Catriona McPherson is a rare breed of author: one who refuses to write the same book twice, but who nevertheless manages to always satisfy, providing readers with just what they are looking for, even when they themselves are not quite sure what that is. Book after book, Catriona McPherson’s complex plots tread new undisturbed ground while imbuing each with some ephemeral essence that is uniquely her own. This is especially true of her non-series modern-day suspense releases. Today sees the launch of Strangers at the Gate, McPherson’s eighth stand-alone tale of suspense.
Strangers at the Gate begins with Finn and Paddy deciding to upend their newly wedded bliss with an aim towards betterment. Paddy has been offered a partnership in a law firm that requires a relocation, but that comes with the ability to rent a carriage house near Simmerton. For her part, Finn manages to get a full-time appointment as a deacon for the area’s church. And with that, their decision to move is complete.
Wanting to fit in, Finn and Paddy agree to dinner with Paddy’s new boss, Lovett Dudgeon, and his wife, Tuft, who just happens to volunteer at Finn’s new church. The meal goes well, but when Finn realizes on their walk home that she left her purse behind, it sets into motion a string of troubles for the couple. Returning to the Dudgeon home, they stumble upon a tragic tableau. How Finn and Paddy handle this discovery – and more importantly why they do so in this manner – is just the first of several twisted revelations Catriona McPherson has planned for the reader.

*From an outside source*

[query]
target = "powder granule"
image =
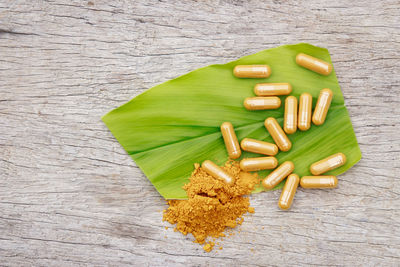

What follows is a suspense tale that could only come from the mind of Catriona McPherson. Think of it as a blending of multiple styles: the period authenticity of Victoria Holt, several finely-honed settings à la Mary Stewart, and the idiosyncratic familial bloodlines of Shirley Jackson, Daphne du Maurier, and Susan Hill wrapped in an eminently-readable and highly-engaging style. There is practically nothing predictable about this novel, and yet the manipulation that Catriona McPherson employs is so subtle that it’s only once the final pages are turned that the true artistry is exposed.
Each of the characters who populate this plot are beguiling, but it is Finn that I suspect most readers will find themselves attached to. She is an interesting mix of modern and traditional, leaving readers always wondering how she is going to react as each new development unfolds. The fellow oddball residents of Simmerton (and beyond) are each distinctly drawn, flesh-and-blood characters who do more than simply provide plot avenues for exploration; they feel as though they live lives outside the pages of Strangers at the Gate.
Whether you are currently a Catriona McPherson fan or one of her about-to-be fanatics, Strangers at the Gate is a book that should be on your reading list. It is great to be able to start with her most recent stand-alone, but it won’t be long before you have devoured them all.
Disclaimer: A print galley of this title was provided to BOLO Books by the publisher. No review was promised and the above is an unbiased review of the novel.